Affres. Nos tentes made in China achetées pour une poignée de dollars font les frais des montages/démontages répétés. Les arceaux cassent, on arrange des atèles avec des branches souples, ce qui donne aux tentes des airs de sculptures néo-surréalistes. Les orages alpins mettent à l’épreuve l’imperméabilité des toiles : on se retrouve une nuit à dormir à trois dans la voiture, une autre à camper au sec dans les toilettes spacieuses du Namadgi National Park. Dans le Victoria, le froid est vif au matin. Sous des chaleurs dépassant allègrement les 40 degrés, la vie de camping n’est pas des plus agréables, à l’heure où il faut quitter les bibliothèques climatisées. Et que dire des assauts répétés des insectes, au Lakes National Park, par exemple. Au ballet crépusculaire des dauphins et des pélicans succèdent les escadrons de moustiques, alors que nos bières sont à peine entamées. Dur, non, vraiment.


Kosciuszko. C’est le plus haut sommet australien (2228 m), et c’est aussi le nom du parc national qui l'abrite. Une randonnée hors-piste nous mène au milieu de blocs rocheux imposants, surplombant les vallées alentours. On pense à l’Irlande, au Seigneur des Anneaux, on pense que c’est grandiose et désert. Au sol, le crottin des brumbies, les chevaux sauvages qui habitent les lieux. Pas un seul à l’horizon, hélas. Quelques jours plus tard, c’est l’ascension du Mont Kosciuszko, après une nuit de camping qui a vu des gouttelettes de glace se former sur nos tentes. Des eaux pures dévalent les pentes pelées, c’est ici que la Murray River, plus grand fleuve australien, prend sa source. Notre chemin contourne des lacs verts, abris d'une minuscule truite de montagne. Des australiennes réchauffées nous dépassent en petite foulée. Puis c’est le sommet, colonisé par une espèce introduite commune, le touriste fainéant. Nous avons emprunté une boucle de 20 bornes pour arriver au point culminant, mais il y a aussi un téléphérique !

Canberra. La capitale a mauvaise réputation, taxée de ville ennuyeuse peuplée de fonctionnaires. Bon, c’est vrai que les messieurs et dames en costume, portable vissé à l’oreille et badge autour du cou sont légion dans les rues. Mais la ville est plaisante à vivre, selon Stef qui a vécu ici. Nous y passons deux jours, le temps pour moi de visiter des musées nationaux et le Parlement. Surtout, Canberra a la chance d’être toute proche de l’étonnant Namadgi National Park, un vrai concentré d’Australie. Vallées d’herbes jaunes sous un ciel d'orage, d’innombrables kangourous, peintures aborigènes à même la roche, forêts denses, cacatoès “à crête de souffre”... Un festival.

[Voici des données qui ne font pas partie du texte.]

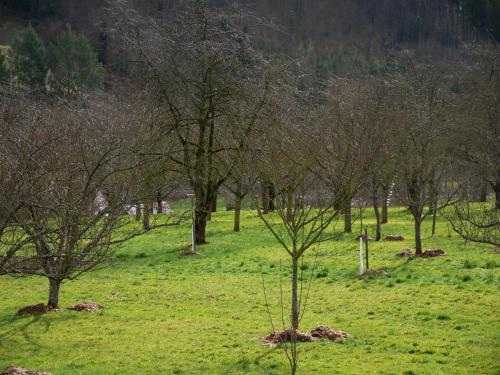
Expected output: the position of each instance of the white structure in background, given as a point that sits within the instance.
(165, 208)
(100, 203)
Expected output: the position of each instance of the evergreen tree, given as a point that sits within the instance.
(74, 64)
(29, 59)
(4, 71)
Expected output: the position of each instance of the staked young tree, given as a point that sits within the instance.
(424, 148)
(73, 64)
(76, 203)
(29, 59)
(197, 66)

Brumbies. Dans le Kosciuzko National Park, sur une route traversant une plaine, Stef s’exclame : “les brumbies !”. A flanc de colline, il y a en effet une vingtaine de chevaux sauvages. On sort de la voiture, on s’élance à travers les herbes hautes, on traverse un marécage en sautant sur les touffes d’herbe. Les chevaux sont juste là. Bientôt ils remarquent notre présence, se mettent à galoper. On court aussi, ils passent juste devant nous. Ils disparaissent derrière la colline, le chef de troupeau restant quelques secondes sur la crête pour nous toiser. Comme c’est étrange de voir des chevaux vivre en troupeau, avoir le comportement d’une meute. Ils ont été introduits par les colons, mais maintenant ils font partie du folklore australien. Les brumbies causent cependant des dégâts d’errosion, ont de gros besoins en eau, entrent en concurrence avec la faune native… “They are pest”, nous dira plus tard un campeur australien. Mais quand même, des chevaux sauvages, ça frappe l’imagination. Vidéo !

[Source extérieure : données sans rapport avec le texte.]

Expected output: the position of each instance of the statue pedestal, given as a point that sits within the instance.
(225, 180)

Magic. Les trous d’eau de Blue waterholes sont vraiment bleus, encore une couleur étonnante que prend l’eau des torrents dès que la profondeur est suffisante. L'eau est glacée, comme nous pouvons le constater en traversant la rivière, sur le chemin d’une randonnée qui nous mène au fond d’une gorge spectaculaire. Le défilé rocheux se termine par une cascade, en contre-bas. Après ce retour dans le Kosciuszko NP, nous en sommes convaincus, les Alpes recèlent bien des trésors cachés.

Le road trip s'achève à Melbourne pour Stef, qui rentre à la Réunion, et pour Nanie, qui va voyager un peu avec sa mère avant de rentrer en France. Pour moi, la route continue en Tasmanie. Je vous retrouve dans le ferry.

2 commentaires:

Unknown a dit…

Petites précisions qui me titillent, si je puis me permettre :
* le climat du Victoria n'est pas semi-tropical, mais tempéré
* Cathedral Range State Park (et non Cathedral NP ;))
* c'est une ampoule qu'il nous a remplacé gratos, pas une bougie (à mon avis ça aurait été moins gratuit ça !)

Ca m'a fait plaisir de te lire, l'article est joliment structuré !

Benoît a dit…

Arf, je fais les modifs tout de suite, mon petit Gimini Cricket ! Merci !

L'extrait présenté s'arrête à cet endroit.